And then there are the BBC’s alleged sins of omission in reporting on Bethnal Green.
“Hate crimes disfigure its streets: in an ironic reversal of one reason for the East End’s fame – that it was where indigenous, working-class Londoners faced down home-grown fascists – the streets of Bethnal Green and Whitechapel are now scenes of increasingly violent attacks on gay people. The BBC doesn’t talk about this, oddly, or wonder why the Eastenders’ movement is always away from their original homes: there are plenty of expensive properties in E2.”
Except that a cursory Google search finds the BBC has been covering the attacks on gays since at least 2011.
Archer’s piece is sufficient to generate another 1297 comments and counting for the all-important click count, most written by people angry at the fact of immigration and attaching the blame to Labour politicians for the alleged adverse impact.
There are in the comment threads on both stories a smattering of expats and people planning to leave the country, oblivious to the irony that they will rely on the welcome other countries extend to immigrants.
In the Guardian, Rupa Huq points out a delicious irony.
“The current displacement of the white British is essentially a new version of an old story, one that has made London the city it is. Twentieth-century Jewish suburbanisation away from the East End provides earlier precedent, as do similar journeys made by French Hugenots and the Irish. One of the reasons Thatcher was selected by Conservatives in Finchley in the 50s was her pledge to end the ban on Jews joining Finchley golf club.”
Soul in the suburbs
London’s soul, she says in an echo of an old punk song, is in the suburbs.
“Polski skleps (Polish convenience stores) and boldly designed Hindu temples (such as at Neasden) and mosques appearing alongside pre-existing churches not only contradict both notions of suburbs as private worlds and the decline of religion in the UK but have also been welcome additions to the suburban landscape. Ethnic retail has saved many high streets from adding to the sense that we are living in boarded-up Britain.”
And at the New Statesman, Sunder Katwala picks up a key problem with making the 45% figure the headline – that it suggests the majority of London’s residents are migrants and sees the “salient contrast as between ‘white Britons’ and ‘ethnic minorities, immigrants and foreigners’.”
The truth, he says, is that “our increasingly diverse capital is 60% white and 63% of Londoners are British-born.

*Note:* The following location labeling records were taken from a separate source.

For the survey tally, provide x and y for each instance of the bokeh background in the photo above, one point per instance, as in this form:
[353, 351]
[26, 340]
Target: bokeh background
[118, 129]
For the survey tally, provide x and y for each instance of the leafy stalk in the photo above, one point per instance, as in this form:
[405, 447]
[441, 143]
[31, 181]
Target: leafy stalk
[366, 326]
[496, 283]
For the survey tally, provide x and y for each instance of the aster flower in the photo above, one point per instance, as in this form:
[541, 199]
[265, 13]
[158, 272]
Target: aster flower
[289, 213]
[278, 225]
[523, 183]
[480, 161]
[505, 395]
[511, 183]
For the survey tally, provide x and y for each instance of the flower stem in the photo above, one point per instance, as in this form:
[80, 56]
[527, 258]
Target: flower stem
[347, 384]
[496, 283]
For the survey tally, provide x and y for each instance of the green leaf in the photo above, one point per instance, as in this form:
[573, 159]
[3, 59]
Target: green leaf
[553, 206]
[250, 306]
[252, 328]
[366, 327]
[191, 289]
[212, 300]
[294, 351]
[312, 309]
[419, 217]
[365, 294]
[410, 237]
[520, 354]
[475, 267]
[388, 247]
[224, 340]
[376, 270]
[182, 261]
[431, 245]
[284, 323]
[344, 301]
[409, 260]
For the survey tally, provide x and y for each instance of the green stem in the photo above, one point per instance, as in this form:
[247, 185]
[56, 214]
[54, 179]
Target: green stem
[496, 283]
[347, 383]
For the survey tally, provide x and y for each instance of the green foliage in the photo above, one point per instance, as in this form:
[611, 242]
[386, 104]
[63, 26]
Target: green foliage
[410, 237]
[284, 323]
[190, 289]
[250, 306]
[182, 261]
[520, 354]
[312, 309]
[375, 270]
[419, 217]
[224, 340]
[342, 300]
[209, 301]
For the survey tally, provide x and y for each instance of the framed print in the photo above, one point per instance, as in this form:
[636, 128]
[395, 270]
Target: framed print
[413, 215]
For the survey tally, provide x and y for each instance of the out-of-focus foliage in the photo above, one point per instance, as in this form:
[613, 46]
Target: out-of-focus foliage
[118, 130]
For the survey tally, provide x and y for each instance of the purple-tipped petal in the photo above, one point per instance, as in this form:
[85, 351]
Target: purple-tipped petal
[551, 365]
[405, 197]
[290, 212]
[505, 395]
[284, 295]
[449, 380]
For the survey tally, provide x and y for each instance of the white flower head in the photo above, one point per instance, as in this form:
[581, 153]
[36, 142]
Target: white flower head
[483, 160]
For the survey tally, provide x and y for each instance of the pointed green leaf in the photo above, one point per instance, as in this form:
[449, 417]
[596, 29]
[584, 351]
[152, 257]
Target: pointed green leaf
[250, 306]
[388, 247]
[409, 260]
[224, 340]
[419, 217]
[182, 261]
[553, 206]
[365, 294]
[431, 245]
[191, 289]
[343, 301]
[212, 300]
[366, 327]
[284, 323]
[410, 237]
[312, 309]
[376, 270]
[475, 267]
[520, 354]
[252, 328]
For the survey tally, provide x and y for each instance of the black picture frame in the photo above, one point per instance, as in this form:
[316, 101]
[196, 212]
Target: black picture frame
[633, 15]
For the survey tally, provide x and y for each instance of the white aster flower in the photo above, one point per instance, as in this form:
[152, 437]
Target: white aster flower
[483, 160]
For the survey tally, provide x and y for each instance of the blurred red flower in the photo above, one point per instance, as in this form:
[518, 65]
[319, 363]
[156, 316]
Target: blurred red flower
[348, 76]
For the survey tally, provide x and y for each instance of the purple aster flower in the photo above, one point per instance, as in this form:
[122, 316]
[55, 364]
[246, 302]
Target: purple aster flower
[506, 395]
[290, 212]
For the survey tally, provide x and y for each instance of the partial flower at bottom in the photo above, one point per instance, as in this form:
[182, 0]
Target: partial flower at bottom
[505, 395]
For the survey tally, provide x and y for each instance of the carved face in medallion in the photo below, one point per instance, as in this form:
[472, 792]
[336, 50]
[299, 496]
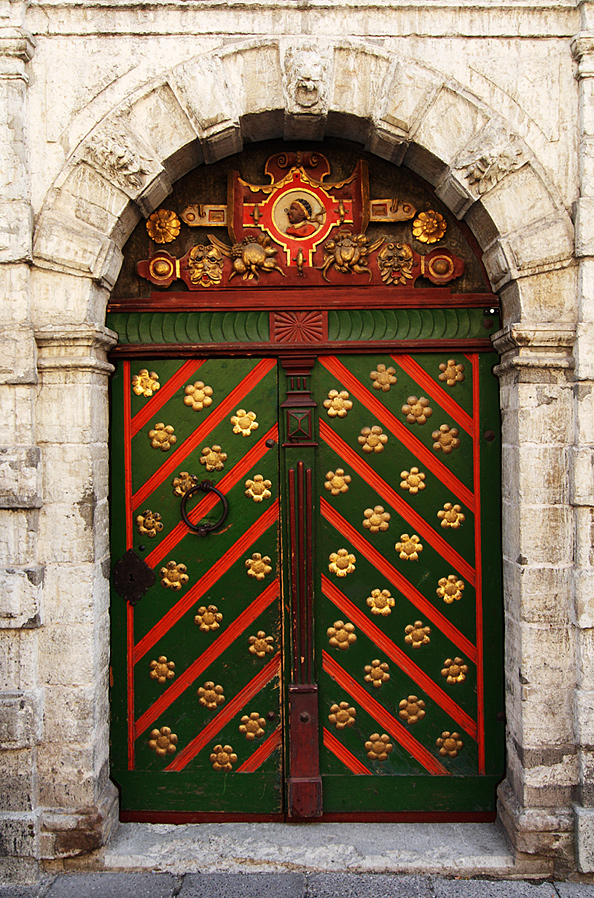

Overall, threequarters of Londoners are British citizens, and under a quarter are foreign nationals.”
Not only that, but most immigration is now temporary. Instead of the “Ellis island model” of settling for good, 72% will now leave within five years, according Migration Observatory at the University of Oxford.
The fact is, then, that many of the Telegraph-reading whingeing Poms who’ve taken off for foreign climes will be back to “dear old Blighty”. Just when you thought you’d seen the back of them.